Wayne Winegarden

Soda taxes are becoming every politicians “go-to” revenue source. Governor Patterson (D-NY) spearheaded an attempt to implement a tax on soda in New York State earlier this year. Despite his promise not to raise taxes on anyone making less than $250 thousand a year, President Obama supports imposing a federal soda tax, if necessary, to pay for his health care proposals.

Imposing a large tax on the middle class during difficult economic times is not good politics. But, politicians are trying to justify this tax not as a tax but as necessary “health policy”.

For years, public health activists have been waging a campaign against soda and junk food. This campaign has now merged with cash-starved politicians looking for new revenue sources to fill their expanding budget deficits. With grand illusions that they are St. Michael slaying the “obesity dragon”, the political class is exploiting the health crisis to justify sizable tax increases on the middle class.

Undoubtedly, there are reasons to be concerned about the obesity problem. The total number of obese people in the U.S. has risen 68% between 1995 and 2008 and today fully two-thirds of the U.S. population is either overweight or obese.

Soda taxes will not reduce the obesity problem, however. Claims that soda taxes will alleviate the obesity problem are both logically unsound and empirically false.

In advocating for soda taxes, proponents have clearly misapplied the basic theory of incentives. In the realm of economics, taxes are negative incentives. People attempt to avoid taxed activities—the higher the tax, the greater their attempt to avoid the activity. As with all negative incentives, no one can be sure how the avoidance will be carried out.

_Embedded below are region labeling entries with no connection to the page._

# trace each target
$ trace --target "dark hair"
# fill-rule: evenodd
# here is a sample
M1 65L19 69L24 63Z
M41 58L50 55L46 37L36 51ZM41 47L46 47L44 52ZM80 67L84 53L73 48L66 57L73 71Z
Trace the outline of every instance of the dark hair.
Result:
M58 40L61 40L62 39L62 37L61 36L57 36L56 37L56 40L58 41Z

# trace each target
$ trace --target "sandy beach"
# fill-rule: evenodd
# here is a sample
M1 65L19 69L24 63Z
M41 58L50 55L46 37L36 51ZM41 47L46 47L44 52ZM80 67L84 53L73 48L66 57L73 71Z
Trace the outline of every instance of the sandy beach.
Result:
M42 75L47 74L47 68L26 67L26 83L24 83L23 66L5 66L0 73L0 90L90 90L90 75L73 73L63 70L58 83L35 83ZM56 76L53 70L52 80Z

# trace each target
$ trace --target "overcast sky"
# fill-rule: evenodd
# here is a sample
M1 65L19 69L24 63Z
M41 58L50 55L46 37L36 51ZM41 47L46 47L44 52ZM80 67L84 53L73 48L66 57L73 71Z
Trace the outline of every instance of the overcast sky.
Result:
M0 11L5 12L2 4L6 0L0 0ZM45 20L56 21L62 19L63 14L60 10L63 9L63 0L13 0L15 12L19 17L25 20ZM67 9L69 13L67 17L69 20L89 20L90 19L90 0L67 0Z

While imposing a tax on soda will undoubtedly discourage people from drinking soda, it’s not known what beverage the individual will consume as a substitute. It is possible that they will drink less soda and more water. In this case the tax would have encouraged this individual to consume fewer calories. However, it is also possible that the response will be consuming less soda but drinking other high calorie drinks instead.

Moreover, even if a person replaced their soda consumption with water it’s possible they could increase the total amount of calories consumed from sugary desserts or high fat foods thereby keeping the total calorie consumption constant, or perhaps even higher.

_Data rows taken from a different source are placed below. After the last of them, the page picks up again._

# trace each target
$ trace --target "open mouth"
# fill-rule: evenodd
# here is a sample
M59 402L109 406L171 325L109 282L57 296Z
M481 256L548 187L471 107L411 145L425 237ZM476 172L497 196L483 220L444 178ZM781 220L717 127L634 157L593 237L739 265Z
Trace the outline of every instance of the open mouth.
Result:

The endless substitution possibilities thwart the effectiveness of a soda tax. The policy’s fatal flaw is that a soda tax does not tax the actual problem policy makers want to discourage – obesity. Soda taxes do not change people’s incentives with respect to their total caloric intake, nor do soda taxes encourage individuals to exert more calories by exercising more.

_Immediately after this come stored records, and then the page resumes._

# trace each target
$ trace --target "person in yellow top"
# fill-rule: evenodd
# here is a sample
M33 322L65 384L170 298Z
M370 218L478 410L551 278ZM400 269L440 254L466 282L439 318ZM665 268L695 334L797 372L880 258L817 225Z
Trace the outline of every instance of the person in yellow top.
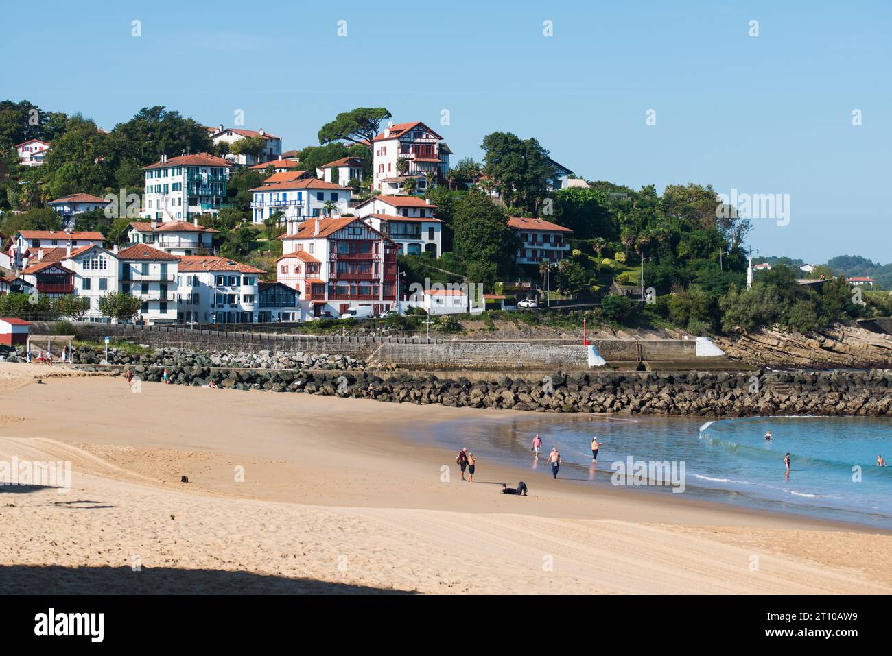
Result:
M601 446L601 443L598 441L597 438L591 439L591 462L595 463L598 461L598 449Z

Non-obese people also consume soda. Because soda is consumed by obese and non-obese people alike, non-obese people are being forced to pay the penalty but do not “commit the offense”.

In addition, focusing on soda ignores the research that links many other nutritional and lifestyle trends to obesity. Obesity trends have also been linked to fast food, portion size, prepared foods, a lack of fiber in the diet, video games, and the increasing sedentary nature of our lifestyle.

A careful analysis of the economics behind soda taxation illustrates that there is no a priori reason to believe that soda taxes will impact obesity at all. And, this is what the evidence shows.

Several states already tax soda and other “junk foods”, such as by imposing the state sales tax on these products while exempting most other food that is consumed at home. Obesity levels in the states that impose a tax on soda and junk food are just as high as those states that do not – in fact West Virginia imposes a tax on soda yet it has the third highest obesity rate in the country.

Nationally, total consumption of sugar-sweetened soda peaked in 1998. Despite the persistent decline in sugar-sweetened soda since 1998, total obesity rates have continued to grow at the same pace. Since the decline in soda consumption since 1998 has not yet impacted the obesity problem, it is difficult to argue that a policy that punishes soda consumers will now somehow impact it.

A tax on soda simply does not offer the health benefits its proponents advocate. As such, soda taxes should be viewed neither as a free lunch nor a public health program. Soda taxes are taxes and imposing another tax in the midst of a weak economy will create all of the negative consequences one would expect.


Wayne Winegarden

Wayne H. Winegarden Ph.D. is a partner in the firm Arduin, Laffer & Moore Econometrics.